The world’s largest asset manager is committed to increasing its Black workforce by 30% by 2024, according to a LinkedIn blog post from Chief Executive Officer Larry Fink on Monday, as global protests pressure American companies to increase diversity in their management ranks. The firm will double its portion of senior leaders who are Black from its current 3% share, Fink wrote.

“We need to do better,” Fink wrote. “We must use our voice and work with others to advocate for change within our industry and across society more broadly.”

Corporate America is wrestling with its role in racial inequality. Fink was among the executives who spoke out after George Floyd, an unarmed Black man, was killed when a Minneapolis police officer knelt on his neck for nearly nine minutes. BlackRock endorsed legislation against hate crimes in the U.S. state of Georgia, where another Black man, Ahmaud Arbery, was killed while jogging.

BlackRock’s workforce is currently 5% Black, according to the company. It employs more than 16,000 people worldwide.

Fink also said in the post that the firm would increase partnerships with minority businesses and create new investing products that focus on racial equality across its active and passive fund suites.

As protests have stretched on for weeks, companies have come under pressure to go beyond statements sympathetic to the Black Lives Matter movement, and to take action.

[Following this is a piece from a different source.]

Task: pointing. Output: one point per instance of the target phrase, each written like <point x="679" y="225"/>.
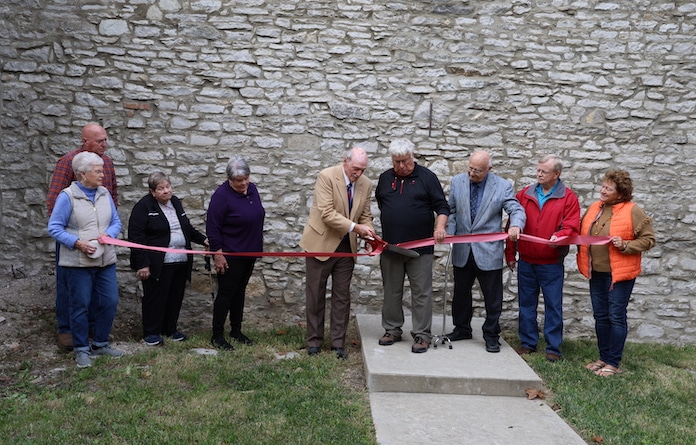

John Rogers, co-CEO of Ariel Investments, likened the national mood to 1968, when riots broke out after Martin Luther King Jr.’s assassination. Rogers said that companies must “really execute” on diversity plans, in a discussion of racial and economic justice at the Bloomberg Invest Global virtual event on Monday.

BlackRock will donate $5 million to organizations focused on improving racial equality, and create a $5 million fund to support Black and Latinx social entrepreneurs, Fink wrote.

(Updates with workforce data in fifth paragraph. A previous version was corrected to show that the Black workforce will increase by 30%.)